Der Antragstellerin wird unter Beiordnung von Rechtsanwalt X. aus N. Prozesskostenhilfe für das Beschwerdeverfahren gegen die Versagung vorläufigen Rechtsschutzes durch den Beschluss des Verwaltungsgerichts Gelsenkirchen vom 12. Oktober 2011 gewährt, soweit das Verfahren die Nummern 2. bis 5. und 8. der Ordnungsverfügung der Antragsgegnerin vom 24. August 2011 betrifft. Im Übrigen wird der Antrag auf Bewilligung von Prozesskostenhilfe abgelehnt.

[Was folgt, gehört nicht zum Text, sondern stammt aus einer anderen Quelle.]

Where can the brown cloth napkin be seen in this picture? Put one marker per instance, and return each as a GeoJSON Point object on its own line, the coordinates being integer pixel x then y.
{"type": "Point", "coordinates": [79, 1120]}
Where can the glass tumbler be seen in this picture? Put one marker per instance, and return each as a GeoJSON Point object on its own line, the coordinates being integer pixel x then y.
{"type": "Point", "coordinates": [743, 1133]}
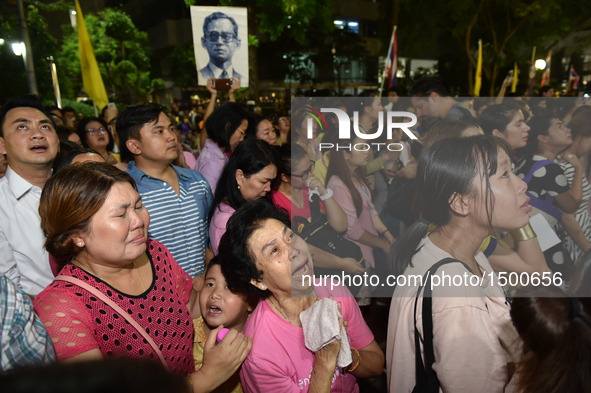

Der Beschluss des Verwaltungsgerichts Gelsenkirchen vom 12. Oktober 2011 wird teilweise geändert.

Die aufschiebende Wirkung der Klage 16 K 2920/11 (VG Gelsenkirchen) wird auch hinsichtlich der Anordnungen in Nr. 2 bis 5 der Ordnungsverfügung der Antragsgegnerin vom 24. August 2011 wiederhergestellt und hinsichtlich der Nr. 8 angeordnet. Im Übrigen wird die Beschwerde gegen die Versagung vorläufigen Rechtsschutzes zurückgewiesen.

Die Beteiligten tragen die Kosten des Verfahrens in beiden Instanzen jeweils zur Hälfte.

Der Streitwert wird auch für das Beschwerdeverfahren gegen die Versagung vorläufigen Rechtsschutzes auf 2.500,00 Euro festgesetzt.